O Suicida

por setembro/2013Crônicas0 Comentários

O domingo amanheceu lindo, como são os domingos de dezembro. O sol reinava no céu azul, com toda a sua existência, convidando a um banho de mar.

Ele acordou, deu bom dia ao astro rei e resolveu participar da alegria, que era aquele lindo dia.

Saiu da sua Covanca, bairro no qual morava, em São Gonçalo, com destino à praia de Icaraí, em Niterói.

Lá se foi ele andando a pé, “sem lenço e sem documento, nada no bolso ou na mão”. Ser vadio, amante da vida livre, cujo único senhor era seu coração.

Depois de caminhar algum tempo, algumas paradas embaixo de árvores e postes para respirar. Levou vários sustos dados por cachorros, quando passava em frente às casas dos bacanas.

Finalmente chegou à praia. O mar estava em conluio com o sol, pois ele se apresentava verdinho, verdinho. As ondas se derretiam dengosas, em espumas borbulhantes, fazendo charme para o rei.

Ele deu um mergulho refrescante e em seguida estirou-se na areia escaldante. Só faltava um amor ao seu lado, a fim de completar a sua felicidade.

Assim, o dia foi transcorrendo calmamente.

Como ele morava um pouco longe, resolveu ir embora mais cedo.

Caminhava por uma das ruas de Icaraí, quando avistou um aglomerado de pessoas e animais em uma escola pública. Estranhou, e se aproximou com grande curiosidade. Ficou sabendo que se tratava de uma campanha contra a raiva animal. As pessoas levaram seus animais de estimação para serem vacinados.

Deu meia volta para continuar sua caminhada, quando seus olhos deram com os olhos dela. Ele ficou estático. O seu coração ficou aos pulos. Rapidamente fechou a boca, com medo que ele saísse.

Ela era linda, toda penteada, perfumada, boas maneiras, deveria ser de família tradicional. Com toda certeza morava em uma casa de luxo.

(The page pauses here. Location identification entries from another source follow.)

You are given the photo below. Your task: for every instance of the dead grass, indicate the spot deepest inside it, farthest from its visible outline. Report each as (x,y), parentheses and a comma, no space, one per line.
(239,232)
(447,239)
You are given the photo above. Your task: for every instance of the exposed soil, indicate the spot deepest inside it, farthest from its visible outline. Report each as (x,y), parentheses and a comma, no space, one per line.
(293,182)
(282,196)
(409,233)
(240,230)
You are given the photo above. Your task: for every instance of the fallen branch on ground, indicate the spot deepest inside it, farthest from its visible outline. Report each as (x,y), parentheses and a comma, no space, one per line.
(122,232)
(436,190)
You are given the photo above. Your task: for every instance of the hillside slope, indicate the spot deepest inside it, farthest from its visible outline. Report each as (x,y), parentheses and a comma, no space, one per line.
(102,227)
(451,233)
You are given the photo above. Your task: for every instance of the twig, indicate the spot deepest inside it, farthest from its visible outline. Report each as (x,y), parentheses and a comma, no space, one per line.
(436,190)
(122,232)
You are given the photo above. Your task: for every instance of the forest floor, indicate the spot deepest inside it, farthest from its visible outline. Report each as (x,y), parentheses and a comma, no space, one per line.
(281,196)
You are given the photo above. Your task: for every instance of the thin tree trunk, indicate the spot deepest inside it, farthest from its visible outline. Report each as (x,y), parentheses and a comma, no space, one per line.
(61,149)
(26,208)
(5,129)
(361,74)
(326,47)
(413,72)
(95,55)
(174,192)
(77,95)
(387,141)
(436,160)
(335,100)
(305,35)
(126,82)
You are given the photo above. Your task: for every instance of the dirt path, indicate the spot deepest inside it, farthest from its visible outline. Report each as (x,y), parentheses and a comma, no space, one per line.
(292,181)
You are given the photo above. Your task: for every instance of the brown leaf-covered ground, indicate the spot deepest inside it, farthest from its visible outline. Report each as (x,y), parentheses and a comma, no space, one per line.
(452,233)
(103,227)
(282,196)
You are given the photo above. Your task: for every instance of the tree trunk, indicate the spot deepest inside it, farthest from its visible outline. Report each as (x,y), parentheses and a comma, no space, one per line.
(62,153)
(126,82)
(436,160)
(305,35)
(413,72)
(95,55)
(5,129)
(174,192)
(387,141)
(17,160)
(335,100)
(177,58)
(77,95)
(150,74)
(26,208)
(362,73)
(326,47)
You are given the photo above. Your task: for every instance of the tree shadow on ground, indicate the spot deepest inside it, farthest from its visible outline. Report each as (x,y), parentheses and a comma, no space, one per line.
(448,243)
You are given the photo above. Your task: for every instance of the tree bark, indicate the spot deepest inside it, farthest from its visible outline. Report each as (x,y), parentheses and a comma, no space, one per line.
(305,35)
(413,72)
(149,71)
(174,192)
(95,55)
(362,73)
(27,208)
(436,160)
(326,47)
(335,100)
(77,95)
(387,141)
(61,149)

Ele, pelo contrário, era pobre e morava longe.

No entanto o amor está acima de todos os preconceitos e dificuldades.

Quando os olhares se encontraram, o corpo dela estremeceu todo, como se tivesse recebido um choque elétrico.

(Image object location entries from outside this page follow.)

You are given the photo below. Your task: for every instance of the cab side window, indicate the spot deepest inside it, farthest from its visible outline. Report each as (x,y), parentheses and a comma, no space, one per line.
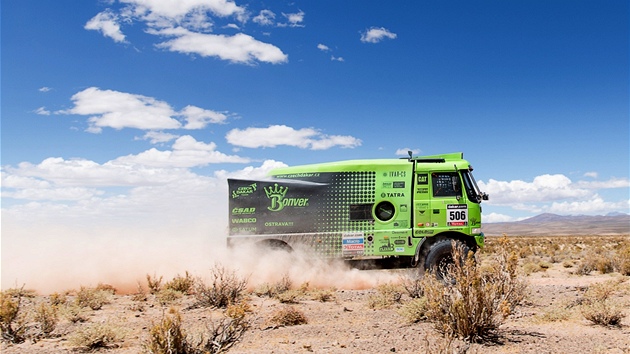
(446,184)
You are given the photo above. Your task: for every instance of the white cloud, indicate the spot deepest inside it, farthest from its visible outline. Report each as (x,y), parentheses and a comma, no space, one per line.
(239,48)
(554,194)
(118,110)
(187,152)
(156,137)
(294,19)
(265,18)
(323,48)
(199,118)
(42,111)
(277,135)
(594,205)
(542,188)
(405,151)
(156,10)
(375,35)
(107,23)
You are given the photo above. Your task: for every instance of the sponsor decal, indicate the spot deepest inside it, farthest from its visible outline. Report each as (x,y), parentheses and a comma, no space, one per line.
(279,223)
(244,221)
(456,215)
(397,174)
(244,191)
(392,195)
(243,229)
(243,211)
(298,175)
(276,195)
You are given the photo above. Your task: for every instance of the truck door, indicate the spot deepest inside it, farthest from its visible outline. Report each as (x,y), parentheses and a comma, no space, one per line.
(421,206)
(448,207)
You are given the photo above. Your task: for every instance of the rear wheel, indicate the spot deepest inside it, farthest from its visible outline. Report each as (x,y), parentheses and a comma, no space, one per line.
(440,256)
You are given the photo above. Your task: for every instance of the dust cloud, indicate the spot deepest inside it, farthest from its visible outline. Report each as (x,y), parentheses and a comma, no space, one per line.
(56,258)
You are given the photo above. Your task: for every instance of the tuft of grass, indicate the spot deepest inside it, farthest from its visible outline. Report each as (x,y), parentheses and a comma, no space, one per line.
(473,301)
(225,288)
(92,298)
(12,320)
(184,284)
(599,308)
(168,336)
(167,296)
(46,317)
(96,335)
(288,316)
(154,283)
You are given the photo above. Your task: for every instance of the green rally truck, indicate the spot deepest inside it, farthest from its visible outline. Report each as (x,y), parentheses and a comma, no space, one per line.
(411,208)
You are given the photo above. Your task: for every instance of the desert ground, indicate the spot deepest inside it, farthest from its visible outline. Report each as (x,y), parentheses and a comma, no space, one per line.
(559,273)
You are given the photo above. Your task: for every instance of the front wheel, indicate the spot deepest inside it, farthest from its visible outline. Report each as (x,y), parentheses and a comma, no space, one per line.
(440,256)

Ele observou que alguém a chamava de Fofa. Deveria ser seu apelido, pois ela certamente tinha nome e sobrenome importantes. Talvez, Fernanda Rockfeller ou Frida Rotchchild, enquanto ele não sabia nem seu nome, que falar sobrenome, já que foi abandonado na rua pelos seus pais. Ele atendia pelo apelido de Zé, simplesmente Zé.

Seguiu o grupo que estava junto à sua amada. Quando eles entraram em uma mansão, ele ficou, através das grades, admirando a sua musa, que andava e se virava para olhar o seu amor.

De repente, alguém abre o portão e o repreende.

– Sai pra lá, vê se você vai embora. Não está vendo que ela não é pro seu bico. Fechando o portão, levou-a consigo para o interior da casa.

Sentado no meio-fio. Ele ficou, já que estava acostumado a roer os ossos da vida. No interior da casa, ela que só comia filé mignon, ficou triste. Ambos chorando, em nome do amor.

Eu tinha tirado carteira de motorista há pouco tempo. Seguia tranquilo com o meu fusquinha.

Inesperadamente, ele se levantou do meio-fio, caminhou decididamente e entrou na frente do meu carro. Não deu para frear. Lembro-me de um brilho estranho em seus olhos, momentos antes do baque.

Fiquei nervoso, não parei. Pelo retrovisor vi a cena: no asfalto quente, jazia o corpo dilacerado de um cão apaixonado.